5

Let's say I'm collecting tweets from twitter based on a variety of criteria and storing these tweets in a local mysql database. I want to be able to computer trending topics, like twitter, that can be anywhere from 1-3 words in length.

Is it possible to write a script to do something like this PHP and mysql?

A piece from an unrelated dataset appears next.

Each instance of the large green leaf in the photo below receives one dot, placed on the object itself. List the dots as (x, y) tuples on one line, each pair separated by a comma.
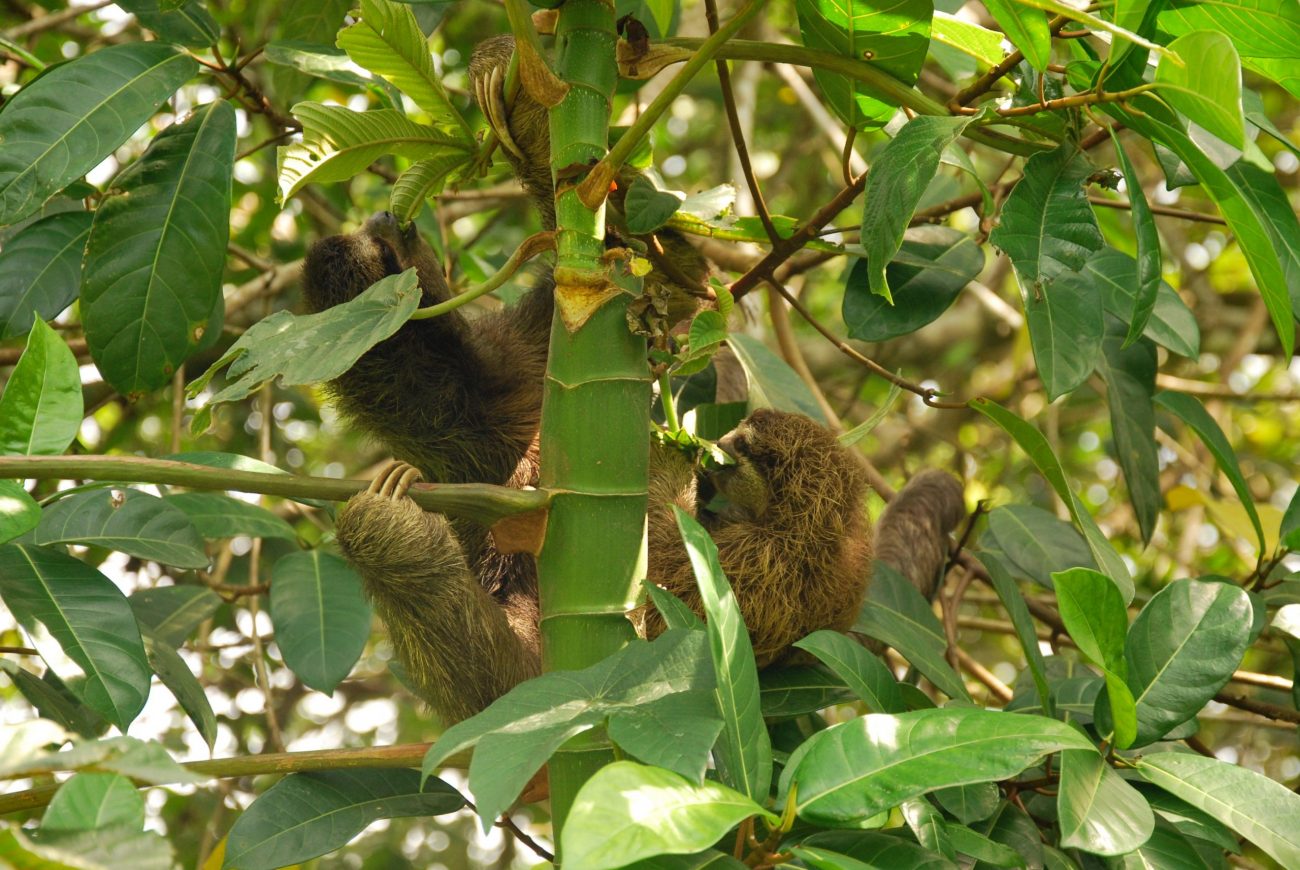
[(1096, 618), (181, 683), (898, 615), (861, 671), (18, 510), (1066, 329), (1261, 810), (1026, 27), (388, 42), (320, 615), (129, 520), (61, 125), (895, 37), (849, 773), (932, 267), (87, 801), (1266, 33), (628, 812), (1182, 648), (897, 178), (89, 619), (1195, 415), (219, 516), (1130, 376), (1147, 243), (40, 408), (1040, 451), (771, 381), (676, 732), (156, 250), (1047, 225), (338, 143), (1171, 323), (519, 731), (289, 346), (304, 816), (1036, 544), (1205, 83), (40, 271), (176, 21), (173, 613), (744, 752)]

I've found answering on how to compute which terms are "hot" once you're able to get counts of the terms, but I'm stuck at the first part. How should I store the data in the database, how can I count frequency of terms in the database that are 1-3 words in length?

Joe Doyle
  • 6,363
  • 3
  • 42
  • 45
Brian
  • 953
  • 4
  • 15
  • 35
  • Are you looking for a way to pool together topics that are sorted in a stored-group known as trends? – Anthony Forloney Feb 11 '10 at 21:12
  • Basically a keyword phrase can be 1-3 words in length. So if "Michael Jackson" is a popular topic, it should recognize that "Michael Jackson" is a single keyword phrase. Not "Michael" and "Jackson" as separate popular keywords. Is that clear at all? – Brian Feb 11 '10 at 21:18

4 Answers4

2

trending topic receipt from me :
1. fetch the tweets
2. split each tweets by space into n-gram (up to 3 gram if you want 3 words length) array
3. filter out each array from url, @username, common words and junk chars
4. count all unique keyword / phrase frequency
5. mute some junk word / phrase

yes, you can do it on php & mysql ;)

judotens
  • 21
  • 3
1

How about decomposing your tweets first in single word tokens and calculate for every word its number of occurrences ? Once you have them, you could decompose in all two word tokens, calculate the number of occurrences and finally do the same with all three word tokens.

You might also want to add some kind of dictionary of words you don't want to count

Dominik
  • 1,194
  • 6
  • 9
1

What you need is either

  1. document classification, or..
  2. automatic tagging

Probably second one. And only then you can count their popularity in time.

Artjom Kurapov
  • 6,115
  • 4
  • 32
  • 42
0

Or do the opposite of Dominik and store a set list of phrases you wish to match, spaces and all. Write them as regex strings. For each row in database (file, sql table, whatever), process regex, find count.

It depends on which way around you want to do it trivially: everything - that which is common, thereby finding what is truly trending, or set phrase lookup. In one case, you'll find a lot that might not interest you and you'll need an extensive blocklist - in the other case, you'll need a huge whitelist.

To go beyond that, you need natural language processing tools to determine the meaning of what is said.